O texto aprovado previa que, caso as entidades responsáveis não devolvessem os valores em até 30 dias, o pagamento caberia ao próprio INSS. “Em que pese a boa intenção do legislador, os dispositivos são inconstitucionais e contrariam o interesse público, pois criam despesa obrigatória de caráter continuado, na forma de obrigação de ressarcimento a ser custeado pela União, sem apresentação da estimativa de impacto orçamentário e financeiro e das devidas medidas compensatórias”, justificou o Planalto.
O presidente também vetou o trecho que determinava ao INSS a realização de busca ativa por beneficiários lesados em decorrência de descontos indevidos. Segundo o governo, a medida atribuía ao órgão “competências que não lhe são próprias, expondo a autarquia a riscos jurídicos e operacionais, além de custos extraordinários, sem a devida estimativa de impacto orçamentário e financeiro”.

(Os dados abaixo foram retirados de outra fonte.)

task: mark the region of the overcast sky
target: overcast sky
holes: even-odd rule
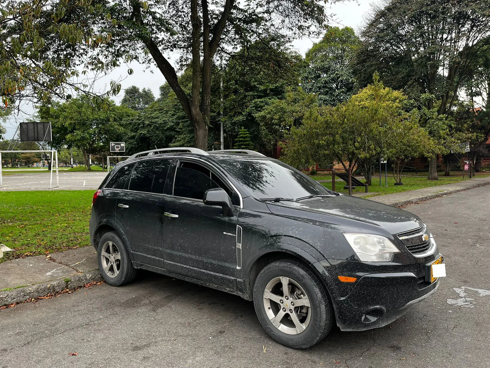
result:
[[[358,0],[356,2],[355,0],[353,0],[346,3],[334,4],[332,6],[330,12],[336,15],[334,21],[331,23],[332,26],[352,27],[356,33],[358,33],[359,28],[363,24],[365,16],[370,9],[371,5],[379,1],[379,0]],[[297,40],[293,43],[293,47],[304,55],[316,41],[317,40],[308,38]],[[117,80],[122,78],[124,78],[122,82],[122,90],[118,96],[112,97],[116,102],[119,103],[122,98],[124,89],[131,85],[136,85],[140,88],[150,88],[155,96],[158,97],[158,87],[164,84],[165,80],[156,67],[153,68],[155,71],[154,73],[151,73],[150,70],[145,70],[144,67],[140,64],[133,63],[129,66],[133,68],[134,73],[132,75],[127,75],[127,67],[125,65],[117,68],[110,74],[98,81],[95,86],[95,91],[101,92],[106,91],[108,89],[108,86],[111,80]],[[24,113],[21,112],[18,115],[16,113],[15,116],[10,117],[4,124],[7,129],[5,137],[7,139],[12,137],[19,122],[24,121],[25,118],[31,117],[31,114],[34,111],[31,105],[24,105],[22,106],[22,109]]]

Além disso, Lula vetou dispositivos que permitiam a amortização de operações de crédito consignado e que obrigavam o INSS a disponibilizar equipamentos de leitura biométrica em todos os postos de atendimento para desbloquear a contratação de crédito por aposentados e pensionistas. Por fim, também foi vetada a designação do Conselho Monetário Nacional como instância responsável por definir o teto de juros da modalidade, sob o argumento de que a Constituição estabelece que a matéria é de iniciativa privativa do presidente da República.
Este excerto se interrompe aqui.